А вот и музыка, много музыки. Сегодня все оркестры играли военные песни, чаще всего марш Пятого легиона, ставший очень быстро популярным:
Пятый все умеет…
Приближались несшие взятую в Иудее добычу, ту баснословную добычу, о которой шло столько разговоров. Люди были избалованы, пресыщены зрелищами, но, когда мимо них поплыло все это золото, серебро, слоновая кость, и не отдельные вещи, а целый поток, — всякая сдержанность исчезла. Зрители вытягивали шеи, смотрели через плечи находившихся впереди, женщины издавали короткие пронзительные вскрики удивления, желания. А мимо них бесконечной струей текло золото, серебро, благородные ткани, одежды, а потом опять золото, во всех видах: монеты, слитки, всякого рода сосуды. Затем военные доспехи, оружие, боевые повязки с начальными буквами девиза маккавеев, чистые, грязные, пропитанные кровью, в корзинах, в повозках, многие тысячи. Боевые знаки, знамена с массивными еврейскими и староарамейскими буквами, некогда созданными, чтобы возносить сердца, теперь же искусно сплетенные, чтобы развлекать пресыщенных зрителей. Проплывали передвижные подмостки, на которых воспроизводились кровопролитные батальные сцены, гигантские макеты, иные в четыре этажа, так что зрители испуганно отклонялись, когда они проплывали мимо, опасаясь, что такая штука может обрушиться, убить их. Корабли, разбитые в сражениях у Яффского побережья, отнятые у противника челноки из Магдалы. И снова золото. Неудивительно, что цена на золото падает — она теперь составляет половину его довоенной стоимости.

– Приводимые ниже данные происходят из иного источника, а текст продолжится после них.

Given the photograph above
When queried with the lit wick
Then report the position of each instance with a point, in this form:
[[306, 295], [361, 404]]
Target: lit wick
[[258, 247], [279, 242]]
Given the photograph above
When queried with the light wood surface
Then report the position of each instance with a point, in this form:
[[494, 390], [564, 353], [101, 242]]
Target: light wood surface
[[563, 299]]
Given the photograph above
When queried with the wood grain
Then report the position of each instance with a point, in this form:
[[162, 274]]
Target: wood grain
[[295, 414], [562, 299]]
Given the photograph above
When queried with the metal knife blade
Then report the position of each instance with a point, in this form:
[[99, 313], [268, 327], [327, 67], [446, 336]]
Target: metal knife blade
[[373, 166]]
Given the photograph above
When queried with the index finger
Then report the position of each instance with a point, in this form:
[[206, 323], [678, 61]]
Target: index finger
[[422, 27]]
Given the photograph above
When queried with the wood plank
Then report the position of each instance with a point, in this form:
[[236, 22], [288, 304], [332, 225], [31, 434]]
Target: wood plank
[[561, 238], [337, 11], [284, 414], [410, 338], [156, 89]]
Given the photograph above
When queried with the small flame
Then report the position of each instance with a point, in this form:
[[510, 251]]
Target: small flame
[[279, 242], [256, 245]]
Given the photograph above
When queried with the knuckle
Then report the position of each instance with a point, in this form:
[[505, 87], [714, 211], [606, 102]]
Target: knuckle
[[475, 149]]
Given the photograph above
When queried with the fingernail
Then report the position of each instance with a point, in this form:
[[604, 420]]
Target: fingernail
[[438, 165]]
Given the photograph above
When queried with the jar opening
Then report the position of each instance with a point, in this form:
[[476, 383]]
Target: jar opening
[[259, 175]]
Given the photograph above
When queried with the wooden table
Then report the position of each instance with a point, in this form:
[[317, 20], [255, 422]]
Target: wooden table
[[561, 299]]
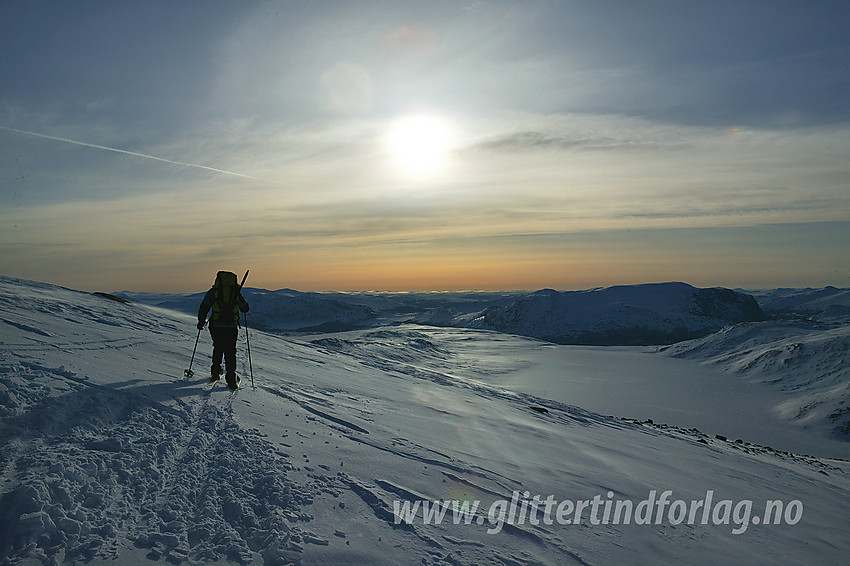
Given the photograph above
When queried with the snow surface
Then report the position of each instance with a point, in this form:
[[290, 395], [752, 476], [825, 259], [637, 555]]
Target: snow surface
[[110, 456]]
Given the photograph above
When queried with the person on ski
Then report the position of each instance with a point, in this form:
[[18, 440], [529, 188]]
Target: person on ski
[[226, 301]]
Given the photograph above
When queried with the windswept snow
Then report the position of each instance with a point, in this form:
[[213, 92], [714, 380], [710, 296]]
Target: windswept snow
[[109, 455]]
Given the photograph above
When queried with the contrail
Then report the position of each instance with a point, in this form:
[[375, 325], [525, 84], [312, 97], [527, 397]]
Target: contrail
[[126, 152]]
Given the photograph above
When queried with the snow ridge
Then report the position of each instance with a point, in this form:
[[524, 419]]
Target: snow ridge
[[107, 466]]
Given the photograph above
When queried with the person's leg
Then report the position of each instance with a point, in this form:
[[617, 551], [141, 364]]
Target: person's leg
[[228, 340], [218, 353]]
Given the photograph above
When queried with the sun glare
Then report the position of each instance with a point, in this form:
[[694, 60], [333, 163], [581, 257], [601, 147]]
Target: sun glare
[[420, 144]]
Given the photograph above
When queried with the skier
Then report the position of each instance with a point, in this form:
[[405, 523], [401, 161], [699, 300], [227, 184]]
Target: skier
[[226, 300]]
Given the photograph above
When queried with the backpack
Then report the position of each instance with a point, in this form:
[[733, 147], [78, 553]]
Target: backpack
[[226, 303]]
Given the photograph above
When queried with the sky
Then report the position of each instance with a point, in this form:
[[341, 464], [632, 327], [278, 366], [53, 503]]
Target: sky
[[404, 146]]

Но вот все стихает, идут чиновники государственного казначейства, в парадных одеждах, с лавровыми ветвями, — они сопровождают главные предметы добычи. Несомые солдатами золотые столы для хлебов предложения, гигантский семисвечник, девяносто три священных храмовых сосуда, свитки закона. Несущие высоко поднимают свитки, чтобы все видели закон Ягве, отобранный у него всеблагим, величайшим Юпитером римлян.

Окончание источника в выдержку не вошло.